Who: China – They have a defined plan with tactics and procedures.
- Why: They are primarily seeking intellectual property with a new focus on firms that retain such information, especially those with newer IP clients (Target: Silicon Valley – DC based firms)
- How: They focus on social engineering
- Text messages, Spear fishing
- Looking for the weakest link at the firm – someone who will click a link
- Watering hole attack – In this tactic, China compromises a trusted third party site so the primary target would not suspect it and then in turn it becomes infected. Example: A famous Think Tank’s website is compromised – Big Law firm goes to the site and gets infected… the target was the Big Law firm and they got infected indirectly.
Who: Russia – They are one of the most experienced countries at hacking.
- Why: Money, but increasingly they are focused on IP, so law firms should be aware of this.

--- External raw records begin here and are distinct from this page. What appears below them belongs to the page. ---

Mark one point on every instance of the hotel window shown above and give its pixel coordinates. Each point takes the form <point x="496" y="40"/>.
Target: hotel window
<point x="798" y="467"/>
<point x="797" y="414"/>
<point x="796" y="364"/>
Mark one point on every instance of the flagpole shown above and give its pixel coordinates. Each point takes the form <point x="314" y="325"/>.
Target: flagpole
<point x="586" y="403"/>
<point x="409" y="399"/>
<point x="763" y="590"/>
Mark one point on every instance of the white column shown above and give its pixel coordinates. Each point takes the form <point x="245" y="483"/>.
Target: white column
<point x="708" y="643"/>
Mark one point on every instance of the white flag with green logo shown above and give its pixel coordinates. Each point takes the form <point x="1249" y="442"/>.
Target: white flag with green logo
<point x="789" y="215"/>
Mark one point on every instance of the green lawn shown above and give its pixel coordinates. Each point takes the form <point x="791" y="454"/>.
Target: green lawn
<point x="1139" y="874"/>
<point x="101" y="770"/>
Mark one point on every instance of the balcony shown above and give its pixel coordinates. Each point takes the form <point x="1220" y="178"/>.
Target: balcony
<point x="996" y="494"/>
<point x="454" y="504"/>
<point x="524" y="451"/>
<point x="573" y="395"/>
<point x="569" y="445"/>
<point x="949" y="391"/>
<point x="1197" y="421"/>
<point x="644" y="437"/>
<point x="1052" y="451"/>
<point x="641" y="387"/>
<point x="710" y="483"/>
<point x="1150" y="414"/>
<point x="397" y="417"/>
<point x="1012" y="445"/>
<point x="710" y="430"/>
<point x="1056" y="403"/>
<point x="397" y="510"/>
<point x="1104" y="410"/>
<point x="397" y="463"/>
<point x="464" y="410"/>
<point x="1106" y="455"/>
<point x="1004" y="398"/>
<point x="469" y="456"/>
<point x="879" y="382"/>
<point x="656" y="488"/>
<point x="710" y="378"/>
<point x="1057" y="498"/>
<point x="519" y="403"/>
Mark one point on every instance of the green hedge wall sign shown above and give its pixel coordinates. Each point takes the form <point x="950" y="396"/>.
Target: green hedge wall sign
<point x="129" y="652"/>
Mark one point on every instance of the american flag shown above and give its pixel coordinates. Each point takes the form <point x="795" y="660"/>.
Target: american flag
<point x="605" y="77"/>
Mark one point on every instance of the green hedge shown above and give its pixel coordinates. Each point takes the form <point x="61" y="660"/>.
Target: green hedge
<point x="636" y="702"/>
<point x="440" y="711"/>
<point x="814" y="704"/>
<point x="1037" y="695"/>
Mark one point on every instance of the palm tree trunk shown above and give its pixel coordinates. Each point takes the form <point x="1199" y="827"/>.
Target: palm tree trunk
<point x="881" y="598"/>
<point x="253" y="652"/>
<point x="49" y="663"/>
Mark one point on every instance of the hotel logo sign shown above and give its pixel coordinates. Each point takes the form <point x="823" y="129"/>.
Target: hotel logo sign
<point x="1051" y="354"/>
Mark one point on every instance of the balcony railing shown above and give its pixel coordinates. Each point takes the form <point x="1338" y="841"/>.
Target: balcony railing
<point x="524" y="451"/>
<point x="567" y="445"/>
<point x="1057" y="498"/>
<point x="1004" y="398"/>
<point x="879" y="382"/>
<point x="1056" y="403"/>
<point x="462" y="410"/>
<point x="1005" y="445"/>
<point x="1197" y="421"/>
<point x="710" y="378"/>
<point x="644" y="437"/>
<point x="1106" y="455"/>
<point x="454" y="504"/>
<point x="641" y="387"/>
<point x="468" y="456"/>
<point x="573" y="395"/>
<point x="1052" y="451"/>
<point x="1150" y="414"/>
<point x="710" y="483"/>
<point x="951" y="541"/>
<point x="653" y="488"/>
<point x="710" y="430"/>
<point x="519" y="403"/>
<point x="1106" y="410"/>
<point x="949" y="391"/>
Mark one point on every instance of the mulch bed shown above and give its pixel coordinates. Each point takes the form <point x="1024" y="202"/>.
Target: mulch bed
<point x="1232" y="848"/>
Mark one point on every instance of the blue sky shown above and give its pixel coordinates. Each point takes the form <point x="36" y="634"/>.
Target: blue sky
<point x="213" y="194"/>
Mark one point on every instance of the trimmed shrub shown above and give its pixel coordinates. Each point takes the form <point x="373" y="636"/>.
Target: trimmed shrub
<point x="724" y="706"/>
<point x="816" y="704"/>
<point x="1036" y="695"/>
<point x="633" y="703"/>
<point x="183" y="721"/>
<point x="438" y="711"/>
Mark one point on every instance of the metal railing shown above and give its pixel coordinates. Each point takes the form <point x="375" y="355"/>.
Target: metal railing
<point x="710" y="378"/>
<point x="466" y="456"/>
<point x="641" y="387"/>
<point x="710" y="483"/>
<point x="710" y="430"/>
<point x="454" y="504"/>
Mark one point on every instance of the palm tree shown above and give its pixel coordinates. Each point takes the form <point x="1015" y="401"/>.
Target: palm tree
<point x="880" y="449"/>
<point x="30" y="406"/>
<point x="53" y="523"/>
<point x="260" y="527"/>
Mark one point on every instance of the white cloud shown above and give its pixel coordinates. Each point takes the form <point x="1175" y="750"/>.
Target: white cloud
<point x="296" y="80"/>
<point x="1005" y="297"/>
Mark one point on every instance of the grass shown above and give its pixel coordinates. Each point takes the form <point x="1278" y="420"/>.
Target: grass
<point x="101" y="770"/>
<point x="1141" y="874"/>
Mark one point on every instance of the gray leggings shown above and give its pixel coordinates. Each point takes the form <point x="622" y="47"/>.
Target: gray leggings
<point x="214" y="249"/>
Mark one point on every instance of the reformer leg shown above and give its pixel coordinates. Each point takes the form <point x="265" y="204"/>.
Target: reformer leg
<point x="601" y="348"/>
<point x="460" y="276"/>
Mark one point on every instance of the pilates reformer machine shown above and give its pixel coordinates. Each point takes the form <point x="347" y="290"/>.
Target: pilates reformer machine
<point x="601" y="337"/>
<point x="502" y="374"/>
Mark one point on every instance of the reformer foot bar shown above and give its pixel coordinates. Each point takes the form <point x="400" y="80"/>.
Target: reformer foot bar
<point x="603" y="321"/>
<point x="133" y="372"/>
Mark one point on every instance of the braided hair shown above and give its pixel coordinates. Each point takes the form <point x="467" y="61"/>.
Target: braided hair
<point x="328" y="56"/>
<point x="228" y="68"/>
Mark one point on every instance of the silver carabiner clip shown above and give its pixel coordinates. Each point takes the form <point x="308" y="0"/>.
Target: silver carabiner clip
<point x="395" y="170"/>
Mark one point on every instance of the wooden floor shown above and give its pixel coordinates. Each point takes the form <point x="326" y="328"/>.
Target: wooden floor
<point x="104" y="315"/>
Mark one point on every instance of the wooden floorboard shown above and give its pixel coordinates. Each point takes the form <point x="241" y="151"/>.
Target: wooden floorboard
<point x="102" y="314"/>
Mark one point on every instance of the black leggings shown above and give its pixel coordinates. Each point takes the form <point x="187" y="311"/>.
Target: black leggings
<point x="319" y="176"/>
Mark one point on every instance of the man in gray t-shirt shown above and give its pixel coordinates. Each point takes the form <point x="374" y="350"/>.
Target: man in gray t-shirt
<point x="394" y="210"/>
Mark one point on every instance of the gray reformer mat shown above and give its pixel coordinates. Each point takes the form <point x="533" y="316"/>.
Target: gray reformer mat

- They are quieter and more careful than China
- How: They are using more BotNets, worms and malware than China
One interesting concern expressed on the panel is that Russia is very worrisome for the United States at the moment. The rule of thumb was that countries which could hurt the US years ago did not because they did not have a desire to do so. On the other side, those who wished to do harm did not have the bandwidth. This has changed. Putin is leading Russia down the road of an attack on the US, and they have the skills and bandwidth to do significant harm.
Who: North Korea – They are still new in this arena but improving quickly.
- Why: Political
- How: Uniquely North Korea is buying its capability to attack from the Dark Web, or hackers for hire. They used black hat hackers to launch the Sony attack and it was very successful.
- They are brazen in their approach but until recently have not been as interested in law firms.
Who: Iran – They too are improving quickly
- Why: Political
- How: They have started leveraging worms that were used on them by other countries like Israel.
The Saudi Aramco Wiper Worm was a virus/worm supposedly created by Israel and launched on the Saudi company’s network. It reportedly wiped clean 75% of the world’s most profitable company’s computers and left only an image of a burning American Flag. Iran may have adapted the worm from something that had been launched on them years before by Israel.
The thrust of the panel discussion were that the threats to law firms are far and wide. While some nation states have not traditionally sought out law firms, there is keen interest in IP and M&A information. In closing Josh Goldfarb, CTO, FireEye mentioned some startling statistics. While they were installing hardware on their customer networks, many of which were law firms, they found of 1,216 customers tested that 97% of them were compromised. Even more fascinating was that 25% of those compromised networks were by other nation states. This underscored the importance of understanding who is knocking at your firewall and what they are seeking.